The company has grown from a location off Remount Road, to a larger state of the art facility the brothers built off West Montague near Dorchester Road. From vans to a fleet of semi tractor trailers, ATS has become a well respected transportation, warehousing, and freight management service company. More than 35 years later Tony says the good Lord has blessed the family business. “God has been good to us. The business has exceeded our expectations. Even in tough times we’ve managed to do okay.” The Gianoukos family has their name displayed at TD Arena. “We’ve got our name on the wall when you come in and at the weight room.”
The Gianoukos’ family is well respected members of the College of Charleston community. With several family members having attended the school, the Gianoukos’ have become strong financial supporters. “My middle brother Andy graduated from College of Charleston, and I have a nephew who got a degree from University of South Carolina and CofC. We like to support the school, not only by attending games but some of the sports programs.”
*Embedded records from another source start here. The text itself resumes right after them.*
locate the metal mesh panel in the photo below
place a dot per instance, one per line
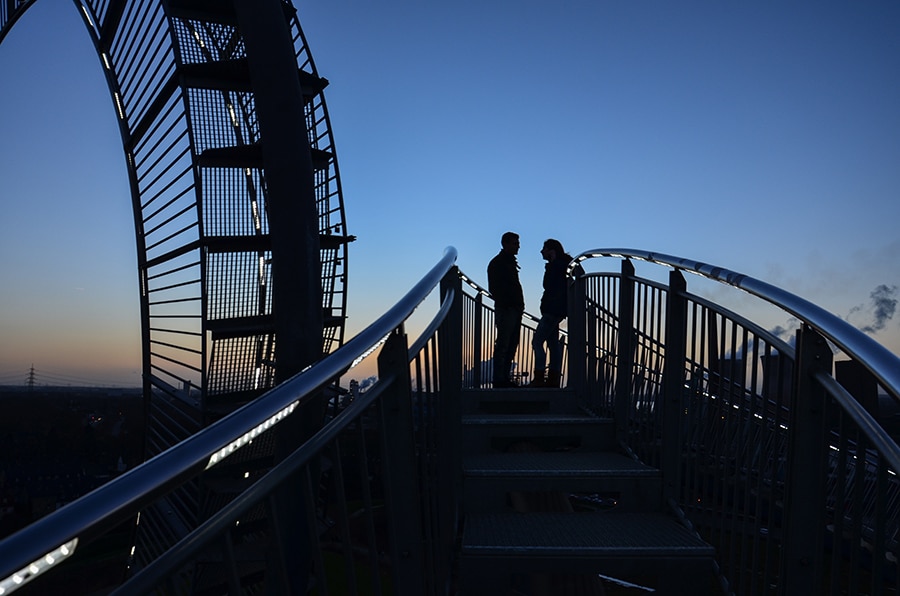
(236, 365)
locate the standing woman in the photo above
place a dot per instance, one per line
(553, 310)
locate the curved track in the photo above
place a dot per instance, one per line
(234, 213)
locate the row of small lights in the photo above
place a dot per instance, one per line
(28, 573)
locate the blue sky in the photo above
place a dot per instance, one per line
(763, 137)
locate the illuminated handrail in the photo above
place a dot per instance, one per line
(54, 538)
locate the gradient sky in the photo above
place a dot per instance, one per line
(763, 137)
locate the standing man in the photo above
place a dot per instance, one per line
(509, 304)
(554, 307)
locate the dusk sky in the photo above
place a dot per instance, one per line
(763, 137)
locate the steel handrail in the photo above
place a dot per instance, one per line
(877, 359)
(127, 494)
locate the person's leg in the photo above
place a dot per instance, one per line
(506, 322)
(537, 343)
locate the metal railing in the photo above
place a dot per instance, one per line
(370, 494)
(762, 450)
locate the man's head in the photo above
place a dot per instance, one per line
(552, 249)
(510, 242)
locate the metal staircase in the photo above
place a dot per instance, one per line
(549, 502)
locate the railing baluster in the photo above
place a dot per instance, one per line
(625, 349)
(578, 346)
(673, 387)
(807, 452)
(398, 455)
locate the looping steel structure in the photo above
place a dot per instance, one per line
(238, 211)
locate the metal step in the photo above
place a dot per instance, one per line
(520, 400)
(549, 432)
(498, 546)
(589, 480)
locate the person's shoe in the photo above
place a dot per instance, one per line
(538, 380)
(552, 379)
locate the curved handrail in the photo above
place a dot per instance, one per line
(130, 492)
(877, 359)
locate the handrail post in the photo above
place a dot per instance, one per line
(401, 482)
(802, 553)
(625, 351)
(450, 371)
(673, 385)
(577, 327)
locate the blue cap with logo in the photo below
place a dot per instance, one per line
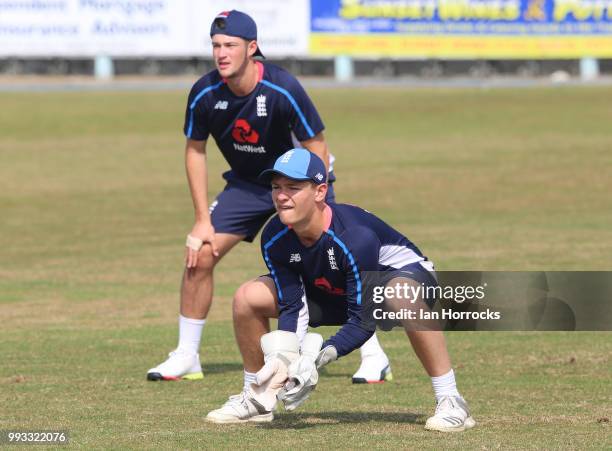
(297, 164)
(235, 23)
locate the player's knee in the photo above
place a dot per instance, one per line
(243, 304)
(253, 298)
(206, 260)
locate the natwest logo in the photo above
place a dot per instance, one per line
(244, 133)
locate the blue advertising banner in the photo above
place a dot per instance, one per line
(463, 28)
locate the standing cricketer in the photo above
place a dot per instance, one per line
(255, 111)
(335, 243)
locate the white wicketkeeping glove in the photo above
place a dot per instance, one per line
(280, 349)
(303, 374)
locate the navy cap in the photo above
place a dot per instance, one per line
(297, 164)
(235, 23)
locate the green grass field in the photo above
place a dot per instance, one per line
(94, 208)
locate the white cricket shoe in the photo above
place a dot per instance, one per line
(179, 365)
(239, 409)
(373, 370)
(452, 415)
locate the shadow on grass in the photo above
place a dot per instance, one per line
(221, 367)
(324, 373)
(309, 420)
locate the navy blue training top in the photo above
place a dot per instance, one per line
(252, 131)
(354, 241)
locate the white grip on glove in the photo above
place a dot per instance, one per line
(280, 348)
(303, 374)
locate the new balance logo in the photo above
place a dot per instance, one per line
(221, 105)
(332, 258)
(261, 106)
(295, 258)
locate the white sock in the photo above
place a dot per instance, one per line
(190, 334)
(371, 348)
(248, 379)
(445, 385)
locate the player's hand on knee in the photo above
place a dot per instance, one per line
(302, 374)
(280, 349)
(202, 233)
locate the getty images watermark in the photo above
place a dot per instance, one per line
(488, 300)
(407, 292)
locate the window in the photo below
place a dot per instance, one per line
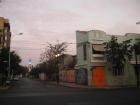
(84, 52)
(118, 72)
(98, 49)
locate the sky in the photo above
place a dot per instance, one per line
(43, 21)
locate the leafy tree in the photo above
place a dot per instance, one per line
(136, 49)
(14, 61)
(48, 59)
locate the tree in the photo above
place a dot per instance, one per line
(117, 53)
(136, 49)
(4, 61)
(49, 57)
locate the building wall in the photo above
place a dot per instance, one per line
(97, 60)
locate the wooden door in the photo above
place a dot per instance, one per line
(98, 77)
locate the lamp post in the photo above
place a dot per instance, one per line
(10, 56)
(57, 74)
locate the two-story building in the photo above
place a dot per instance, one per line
(92, 67)
(5, 34)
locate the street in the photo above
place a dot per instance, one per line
(35, 92)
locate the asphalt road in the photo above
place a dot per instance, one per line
(34, 92)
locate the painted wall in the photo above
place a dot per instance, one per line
(128, 79)
(43, 76)
(68, 76)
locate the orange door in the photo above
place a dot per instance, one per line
(98, 77)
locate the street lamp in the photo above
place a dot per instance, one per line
(57, 75)
(10, 56)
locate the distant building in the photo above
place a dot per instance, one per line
(92, 66)
(5, 34)
(66, 61)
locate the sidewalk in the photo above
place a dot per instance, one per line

Tony’s oldest brother Jimmy graduated from USC. “We do have a connection to South Carolina. We have season tickets to football games and I’ve been to a couple of basketball games.” But make no mistake Tony’s first allegiance is to CofC. “I grew up a big Missouri fan and I follow the Gamecocks, but College of Charleston is my team.”
Although he appreciates most sports, Tony’s central focus is Charleston’s men’s basketball. “Oddly enough I attended here from 1977 until 1981 and never saw a game. I became a fan in the early 1990’s, especially with all the hoopla surrounding Coach Kresse.” Tony counts CofC legend, John Kresse as a friend. “One of the nicest guys I’ve ever met, really genuine. Whenever we run in to each other he’ll ask about my family. His personality extends way beyond the game.”
Tony admits he welcomes each new basketball season. “We’ve got season tickets. Most of our family attend games, and when one us can’t, we’ll usually bring a friend or customer.” Rather than frolic around the arena Tony likes to get there about an hour early and start his pre-game ritual. “I don’t get into the whole social aspect of the game. I like to be courtside when the teams are warming up. That’s when I can start getting into the heads of the opposing players.”
Psyching the visiting team is just one of his regular habits. “I do my best to pump our players up.” Oftentimes Tony feels he is the sixth player on the team. “I’ll do whatever I can or whatever I can get away with to help give our guys the advantage.” He says that he does it all with good intention and only likes to get caught up in the excitement Cougar basketball presents. “The arena is my stage and when I’m out there for a game, I’m in my element.”
His vocal concerns go beyond the visiting players. Tony is not afraid to lend his two cents to the referees, especially if he thinks they are constantly missing calls. “It’s all in good clean fun. Most of the referees know me and put up with my antics.” Tony recalls being ejected from a game once or twice. “That’s been a long time ago. All the referees know me now, and we get along just fine.”
Behind his dark exterior and solitary nature lies a Tony most probably don’t know. “Obviously the family does a lot for the school and we have a few charities we’re involved in.” Tony’s compassion goes even further. “I do a good bit with Special Olympics. I’ve got a good buddy I spend time with several times a week. We go bowling on Wednesdays, and have dinner at Hachiya after. My family and I don’t publicize things such as those things, because we don’t want the attention. We’ve been blessed and we just want to give back.”
For those who only judge Tony Gianoukos by his animated courtside manner, they are underestimating the man in black completely. Outside TD Arena, and away from College of Charleston men’s basketball he is a mild mannered gentleman who often goes out of his way to take care of others, and as I have witnessed he has many friends in the community. The low country and Holy City Sinner salutes Tony G. and the Gianoukos family for their commitment to the College of Charleston men’s basketball program, the school, family, and their vow to make a difference in the community. Thank you Tony, for all you do, you represent the Holy City in a positive light. He appropriately adds, “Go Cougars!’